Politicians who came after them, and who cared nothing for their sacrifice and to whom such concepts as love, honour and patriotism are beyond their understanding, have betrayed their memory and maybe even rendered their sacrifice meaningless.

Does anyone believe those millions of young men who died for this land would not recoil in horror at what has become of it. They did not for one instant imagine they were dying so that greedy self serving politicians could replace their grandchildren in their home land. They did not die so Britain could be given to Islam.

The biggest lie is the one told when the political scum oozes out of that repository of treachery and deceit beside Parliament Square and claim that the multi-racial experiment being imposed upon the descendants of those who died in the world wars, or in the case of the second war, upon those who survived it in their old age, somehow represents the spirit and principle for which they fought, it does not.

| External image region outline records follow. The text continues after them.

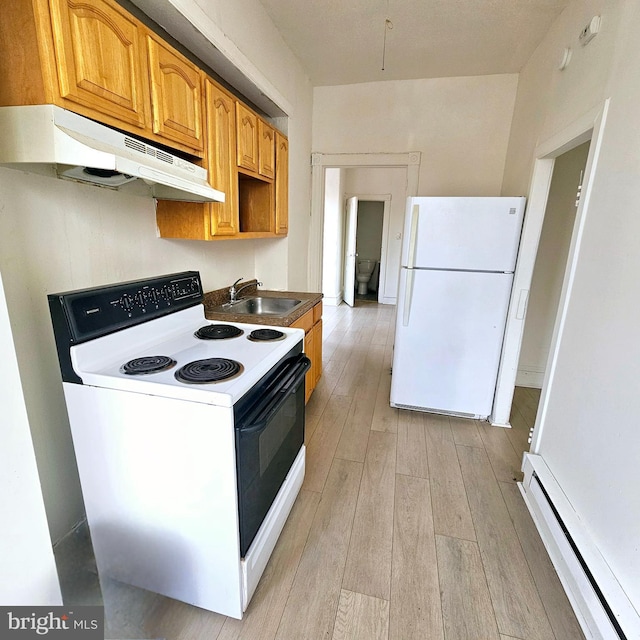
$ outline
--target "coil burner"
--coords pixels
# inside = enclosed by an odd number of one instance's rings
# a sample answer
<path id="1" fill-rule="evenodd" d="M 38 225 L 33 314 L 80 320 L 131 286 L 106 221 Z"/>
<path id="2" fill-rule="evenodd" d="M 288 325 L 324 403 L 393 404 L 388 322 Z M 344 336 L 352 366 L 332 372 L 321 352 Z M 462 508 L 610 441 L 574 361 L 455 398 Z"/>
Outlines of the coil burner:
<path id="1" fill-rule="evenodd" d="M 273 340 L 284 340 L 284 333 L 277 329 L 255 329 L 247 338 L 253 342 L 271 342 Z"/>
<path id="2" fill-rule="evenodd" d="M 143 356 L 142 358 L 134 358 L 129 362 L 125 362 L 120 367 L 120 371 L 129 376 L 142 376 L 166 371 L 175 365 L 176 361 L 168 356 Z"/>
<path id="3" fill-rule="evenodd" d="M 226 340 L 241 336 L 243 333 L 242 329 L 232 324 L 208 324 L 200 327 L 193 335 L 201 340 Z"/>
<path id="4" fill-rule="evenodd" d="M 221 382 L 240 375 L 244 367 L 236 360 L 227 358 L 206 358 L 194 360 L 176 371 L 176 380 L 187 384 L 207 384 Z"/>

They did not fight suffer and die so that their grandchildren could be disinherited for the sake of a Marxist fantasy, for make no mistake, if our current pack, and I use that word advisedly, of politicians have their way, in less time than the bones of those young soldiers have lain in that field in Northern France, there will be no Britain for those of native British blood to inherit.

The Millions of British soldiers who died in the great conflicts of the 20th Century did not lay down their lives and the futures they could have had in order that their homeland could be given away so that a grasping politician could import some extra votes or keep wages artificially low. They did not sacrifice their chance of love, fatherhood and old age so that vast and growing areas of Britain's towns and cities could become no-go areas, where British people dare not go.

Those who claim otherwise should hang their heads in shame were they able to comprehend the concept.

It is over used expression that the soldiers who fought in World War I were lions led by donkeys and in that respect very little has changed. To this day brave, handsome and achingly young men are being sent to fight and die in wars, by political leaders who are in the very process of betraying them and giving away their country as they die.

That is without question how those young British soldiers who fought for their country and those young Australians who fought for the mother country in the World Wars would see what is happening. It is a mercy they could not see the future and did not know that their deaths may well have been in vain, or that their counties, for Australia is doing the same, would one day betray them.

Within less than fifty years from now the descendants of those British and Australian soldiers who fought in the great world wars of the twentieth Century will be an ethnic minority in the homelands they fought for. If that is not betrayal, then nothing is betrayal.